Intermediate-Acting Insulin Formulations
There are two widely used types of intermediate-acting insulin
preparations: Neutral Protamine Hagedorn (NPH) and Lente. Both formulations
achieve extended time-action by necessitating the dissolution of a precipitated
and/or crystalline form of insulin. This dissolution is presumed to be the
rate-limiting step in the absorption of intermediate- and long-acting insulin.
Consequently, the time-action of the formulation is prolonged by further
delaying the dissociation of the hexamer into dimers and monomers.

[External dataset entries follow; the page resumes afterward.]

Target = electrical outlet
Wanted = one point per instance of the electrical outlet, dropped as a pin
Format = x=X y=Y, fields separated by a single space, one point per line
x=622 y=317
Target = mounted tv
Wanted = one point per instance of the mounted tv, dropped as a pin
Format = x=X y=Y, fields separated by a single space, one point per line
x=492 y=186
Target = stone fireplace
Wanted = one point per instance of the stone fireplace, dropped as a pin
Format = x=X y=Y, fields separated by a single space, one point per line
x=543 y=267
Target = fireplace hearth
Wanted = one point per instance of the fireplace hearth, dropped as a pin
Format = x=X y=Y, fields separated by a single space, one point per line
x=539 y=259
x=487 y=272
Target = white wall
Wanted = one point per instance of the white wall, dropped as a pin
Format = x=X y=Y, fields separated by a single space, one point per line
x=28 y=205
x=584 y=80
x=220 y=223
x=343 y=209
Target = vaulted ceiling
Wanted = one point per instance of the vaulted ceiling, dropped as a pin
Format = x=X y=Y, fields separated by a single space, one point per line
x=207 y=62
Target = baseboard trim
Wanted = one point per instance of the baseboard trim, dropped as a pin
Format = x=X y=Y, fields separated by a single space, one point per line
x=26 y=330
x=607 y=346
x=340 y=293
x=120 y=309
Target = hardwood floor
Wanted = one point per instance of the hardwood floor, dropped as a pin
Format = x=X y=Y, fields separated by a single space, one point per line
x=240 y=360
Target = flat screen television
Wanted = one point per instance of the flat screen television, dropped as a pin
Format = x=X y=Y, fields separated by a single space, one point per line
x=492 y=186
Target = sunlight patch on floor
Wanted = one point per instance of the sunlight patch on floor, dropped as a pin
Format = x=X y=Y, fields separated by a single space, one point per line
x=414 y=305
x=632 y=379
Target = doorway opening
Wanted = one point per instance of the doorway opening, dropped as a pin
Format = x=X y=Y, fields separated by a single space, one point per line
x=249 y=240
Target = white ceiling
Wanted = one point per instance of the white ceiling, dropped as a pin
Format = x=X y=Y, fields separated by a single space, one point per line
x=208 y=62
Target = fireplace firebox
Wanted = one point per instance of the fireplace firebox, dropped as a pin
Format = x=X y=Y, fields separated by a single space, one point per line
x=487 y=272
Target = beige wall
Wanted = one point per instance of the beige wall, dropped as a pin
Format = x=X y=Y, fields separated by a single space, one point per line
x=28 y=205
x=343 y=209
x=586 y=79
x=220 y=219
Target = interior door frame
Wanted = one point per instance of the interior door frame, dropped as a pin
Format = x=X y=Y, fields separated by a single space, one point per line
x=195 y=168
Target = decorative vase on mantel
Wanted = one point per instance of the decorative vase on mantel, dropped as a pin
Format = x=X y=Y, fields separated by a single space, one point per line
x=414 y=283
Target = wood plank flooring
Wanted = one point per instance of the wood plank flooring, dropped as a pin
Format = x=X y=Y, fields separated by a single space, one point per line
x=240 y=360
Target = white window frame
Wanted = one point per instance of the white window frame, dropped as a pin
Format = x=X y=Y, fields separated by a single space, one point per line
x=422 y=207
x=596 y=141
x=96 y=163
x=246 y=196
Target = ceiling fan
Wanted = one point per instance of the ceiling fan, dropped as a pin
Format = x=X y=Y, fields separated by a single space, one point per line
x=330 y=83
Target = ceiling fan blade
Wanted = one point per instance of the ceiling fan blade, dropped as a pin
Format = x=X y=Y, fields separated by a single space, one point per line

NPH, named after its inventor H.C. Hagedorn (Hagedorn et al., 1936), is
a neutral crystalline suspension that is prepared by the cocrystallization of
insulin with protamine. Protamine consists of a closely related group of very
basic proteins that are isolated from fish sperm. Protamine is heterogeneous in
composition; however, four primary components have been identified and show a
high degree of sequence homology (Hoffmann et al., 1990). In general, protamine
is ~30 amino acids in length and has an amino acid composition that is
primarily composed of arginine, 65–70%. Using crystallization conditions
identified by Krayenbu¨hl and Rosenberg (1946), oblong tetragonal NPH insulin
crystals with volumes between 1 and 20 mm3 can be consistently prepared
from protamine and insulin (Deckert, 1980). These formulations, by design, have
very minimal levels of soluble insulin or protamine in solution. The condition
at which no measurable protamine or insulin exists in solution after
crystallization is referred to as the isophane point.

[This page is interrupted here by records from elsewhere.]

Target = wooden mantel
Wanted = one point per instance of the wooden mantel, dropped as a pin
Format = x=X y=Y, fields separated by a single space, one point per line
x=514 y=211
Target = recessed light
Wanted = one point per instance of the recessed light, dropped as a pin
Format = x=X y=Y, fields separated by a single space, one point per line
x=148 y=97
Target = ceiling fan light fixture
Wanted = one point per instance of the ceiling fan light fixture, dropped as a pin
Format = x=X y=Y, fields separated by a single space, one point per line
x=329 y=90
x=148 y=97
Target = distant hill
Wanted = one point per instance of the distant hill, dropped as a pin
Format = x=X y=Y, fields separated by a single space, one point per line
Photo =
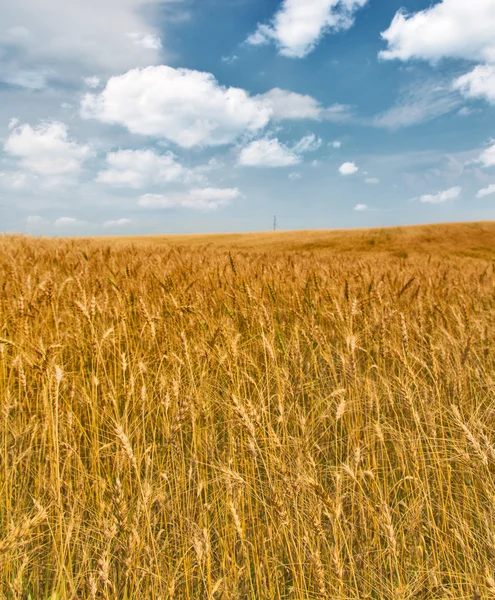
x=475 y=240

NPH has an onset of action from 1 to 2 hr, peak activity from 2 to 8 hr,
and duration of activity from 14 to 24 hr (Table 2). As with other
formulations, the variations in time-action are due to factors such as dose,
site of injection, temperature, and the patient’s physical activity.
NPH can be readily mixed with Regular insulin either extemporaneously by the patient or as obtained from the manufacturer in a premixed formulation (Table 2). Premixed insulin, e.g., 70/30 or 50/50 NPH/Regular, has been shown to provide the patient with improved dose accuracy and consequently improved glycemic control (Bell et al., 1991). In these preparations, a portion of the soluble Regular insulin will reversibly adsorb to the surface of the NPH crystals through an electrostatically mediated interac-tion under formulation conditions (Dodd et al., 1995); however, this adsorption is reversible under physio-logical conditions and consequently has no clinical significance (Galloway et al., 1982; Hamaguchi et al., 1990; Davis et al., 1991). Due, in part, to the reversibility of the adsorption process, NPH/ Regular mixtures are uniquely stable and have a two-year shelf life.
The rapid-acting insulin analog, insulin lispro, can be extemporaneously
mixed with NPH; however, such mixtures must be injected immediately upon
preparation due to the potential for exchange between the soluble and
suspension components upon long-term storage. Exchange refers to the release of
human insulin from the NPH crystals into the solution phase and concomitant
loss of the analog into the crystalline phase. The presence of human insulin in
solution could diminish the rapid time-action effect of the analog. One way to
overcome the problem of exchange is to prepare mixtures containing the same
insulin species in both the suspension and the solution phases, analogous to
human insulin Regular/NPH preparations. However, this approach requires an
NPH-like preparation of the rapid-acting analog.
An NPH-like suspension of LysB28, ProB29-human insulin has been prepared and its physicochemical properties
relative to human insulin NPH have been described (DeFelippis et al., 1998). In
order to prepare the appropriate crystalline form of the analog, significant
modifications to the NPH crystallization procedure are required. The
differences between the crystallization conditions have been proposed to result
from the reduced self-association properties of LysB28, ProB29-human insulin.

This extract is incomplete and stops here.